ANCYL: LOWER THE NYDA BAR, PLEASE
The ANC Youth League (ANCYL) has seemingly moved mountains to force Parliament to amend the criteria and academic requirements for individuals to serve in the multimillion-rand National Youth Development Agency (NYDA).
The league wants its deputy president, Dennis Moela, who does not possess a tertiary qualification, to be the next chairperson of the agency.
Moela, who was nominated by the ANCYL in earlier processes – despite not having the required academic qualifications – had been previously excluded from the short list, which angered the young lions.
Despite his exclusion, the league, at its national executive committee meeting in April, took a resolution that Parliament should restart the appointment process and lower the bar to ensure that Moela was somehow included on the agency’s board.
This week, Parliament adopted a motion to restart the process that was abandoned in May without any official explanation.
This was despite the fact that the term of the previous board had ended in March.
City Press can reveal that the new process has been drafted in such a way that it would no longer be a requirement for candidates to have a tertiary qualification to serve on the board.
ANC chief whip Jackson Mthembu told City Press that the decision to drop the requirement was based on the fact that it was not there before when the previous boards were appointed.
Mthembu said the criteria were not prescribed in law and would also have exposed Parliament to legal challenges.
Mthembu said proceeding with that requirement would have discriminated against the candidates who had served and had done well in the previous boards.
Mthembu denied suggestions that Parliament was pandering to the whims of the ANCYL, which had previously vowed to City Press that it would get its way.
“This has nothing to do with the ANCYL. It’s just that the law does not prescribe the requirement for academic qualifications.
“We then realised that if we continued with that requirement, we were opening the process to a legal challenge,” he said.
This is the fourth time Parliament has tried to recruit candidates for the NYDA board.
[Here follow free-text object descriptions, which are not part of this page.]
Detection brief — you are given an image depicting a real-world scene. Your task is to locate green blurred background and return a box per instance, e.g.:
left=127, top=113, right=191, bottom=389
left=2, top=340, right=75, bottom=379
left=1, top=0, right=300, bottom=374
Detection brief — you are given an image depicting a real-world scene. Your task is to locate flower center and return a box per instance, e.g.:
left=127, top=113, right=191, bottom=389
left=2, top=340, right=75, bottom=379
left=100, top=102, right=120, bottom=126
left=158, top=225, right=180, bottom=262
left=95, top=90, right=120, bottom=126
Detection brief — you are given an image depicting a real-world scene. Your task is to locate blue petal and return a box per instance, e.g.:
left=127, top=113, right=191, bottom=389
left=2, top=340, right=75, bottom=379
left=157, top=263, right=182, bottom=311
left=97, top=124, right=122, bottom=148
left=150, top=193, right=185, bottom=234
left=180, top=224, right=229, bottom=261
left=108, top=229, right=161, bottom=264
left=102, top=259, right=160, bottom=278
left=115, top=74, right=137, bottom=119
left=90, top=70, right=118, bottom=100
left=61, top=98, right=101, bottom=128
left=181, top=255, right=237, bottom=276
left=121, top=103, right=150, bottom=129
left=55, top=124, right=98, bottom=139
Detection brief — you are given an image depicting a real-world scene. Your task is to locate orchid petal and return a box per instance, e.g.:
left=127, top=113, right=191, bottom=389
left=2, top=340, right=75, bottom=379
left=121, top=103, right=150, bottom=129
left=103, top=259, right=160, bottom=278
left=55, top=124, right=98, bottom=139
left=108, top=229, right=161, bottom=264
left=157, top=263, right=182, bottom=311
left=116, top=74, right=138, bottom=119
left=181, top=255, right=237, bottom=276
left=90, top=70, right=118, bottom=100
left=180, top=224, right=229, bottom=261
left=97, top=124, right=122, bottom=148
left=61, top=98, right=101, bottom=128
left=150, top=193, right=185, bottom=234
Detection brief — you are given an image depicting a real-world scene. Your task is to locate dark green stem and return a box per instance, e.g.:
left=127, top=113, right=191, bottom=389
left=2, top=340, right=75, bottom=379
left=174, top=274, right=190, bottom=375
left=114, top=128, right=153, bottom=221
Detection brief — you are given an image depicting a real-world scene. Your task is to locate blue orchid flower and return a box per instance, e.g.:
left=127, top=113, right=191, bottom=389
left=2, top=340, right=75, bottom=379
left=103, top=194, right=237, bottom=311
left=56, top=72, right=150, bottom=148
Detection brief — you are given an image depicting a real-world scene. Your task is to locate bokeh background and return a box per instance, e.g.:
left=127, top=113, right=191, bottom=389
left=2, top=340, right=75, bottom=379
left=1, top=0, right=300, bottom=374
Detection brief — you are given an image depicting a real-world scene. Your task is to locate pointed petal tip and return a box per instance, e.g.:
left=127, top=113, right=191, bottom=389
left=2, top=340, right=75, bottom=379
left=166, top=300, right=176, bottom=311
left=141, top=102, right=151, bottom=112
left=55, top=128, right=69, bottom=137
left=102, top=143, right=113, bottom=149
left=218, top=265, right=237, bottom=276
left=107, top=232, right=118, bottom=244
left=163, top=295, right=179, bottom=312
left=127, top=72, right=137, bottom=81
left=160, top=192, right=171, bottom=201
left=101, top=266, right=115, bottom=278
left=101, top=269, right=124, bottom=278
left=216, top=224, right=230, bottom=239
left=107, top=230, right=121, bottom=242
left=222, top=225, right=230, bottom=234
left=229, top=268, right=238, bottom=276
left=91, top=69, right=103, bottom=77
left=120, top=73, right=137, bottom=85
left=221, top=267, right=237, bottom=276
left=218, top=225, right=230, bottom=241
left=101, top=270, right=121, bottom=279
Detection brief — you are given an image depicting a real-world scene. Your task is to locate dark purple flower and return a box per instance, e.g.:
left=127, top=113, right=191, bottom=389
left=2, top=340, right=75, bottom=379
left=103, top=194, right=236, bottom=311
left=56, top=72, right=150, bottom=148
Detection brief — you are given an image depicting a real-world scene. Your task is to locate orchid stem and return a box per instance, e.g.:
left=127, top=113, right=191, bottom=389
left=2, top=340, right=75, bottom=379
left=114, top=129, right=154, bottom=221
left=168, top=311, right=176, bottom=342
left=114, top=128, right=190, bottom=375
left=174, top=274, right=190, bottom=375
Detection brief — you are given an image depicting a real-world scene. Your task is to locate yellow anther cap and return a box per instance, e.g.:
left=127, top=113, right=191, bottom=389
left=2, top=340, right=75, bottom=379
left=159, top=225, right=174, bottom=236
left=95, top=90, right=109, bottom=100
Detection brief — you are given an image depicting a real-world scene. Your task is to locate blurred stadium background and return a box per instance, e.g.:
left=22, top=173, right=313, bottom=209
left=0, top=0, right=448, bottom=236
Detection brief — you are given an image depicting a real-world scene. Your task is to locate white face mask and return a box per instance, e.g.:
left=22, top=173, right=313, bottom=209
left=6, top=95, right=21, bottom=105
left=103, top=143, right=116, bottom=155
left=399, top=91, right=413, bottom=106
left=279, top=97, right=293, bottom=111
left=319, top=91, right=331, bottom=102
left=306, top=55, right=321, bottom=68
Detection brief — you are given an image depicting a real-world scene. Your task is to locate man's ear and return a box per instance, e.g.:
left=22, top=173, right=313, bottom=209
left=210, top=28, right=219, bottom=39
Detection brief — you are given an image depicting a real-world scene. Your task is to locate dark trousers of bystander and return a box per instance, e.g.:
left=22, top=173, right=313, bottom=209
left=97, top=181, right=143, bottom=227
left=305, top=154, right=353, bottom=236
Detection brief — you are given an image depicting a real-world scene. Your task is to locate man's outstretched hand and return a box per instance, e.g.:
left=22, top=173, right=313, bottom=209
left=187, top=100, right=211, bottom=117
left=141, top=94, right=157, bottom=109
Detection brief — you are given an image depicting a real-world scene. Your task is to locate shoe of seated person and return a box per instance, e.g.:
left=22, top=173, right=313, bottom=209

The previous three processes were abandoned without an official explanation.
City Press understands that at issue is a requirement for candidates to possess at least a three-year degree or an equivalent and – to an extent – the internal factional politics of the ANCYL that seemed not to have candidates with marching requirements for the board.
The ANCYL’s secretary-general, Njabulo Nzuza, confirmed that the league’s national executive wanted Moela to serve on the board.
He said the league would nominate someone when the time came.
“We are quite happy that the process is starting afresh because of the issues that we raised. The process must be open so that all young people can participate,” said Nzuza.
This week, the National Assembly adopted a motion by Mthembu to re-establish the ad hoc joint committee and that the committee report back to the House by December 7.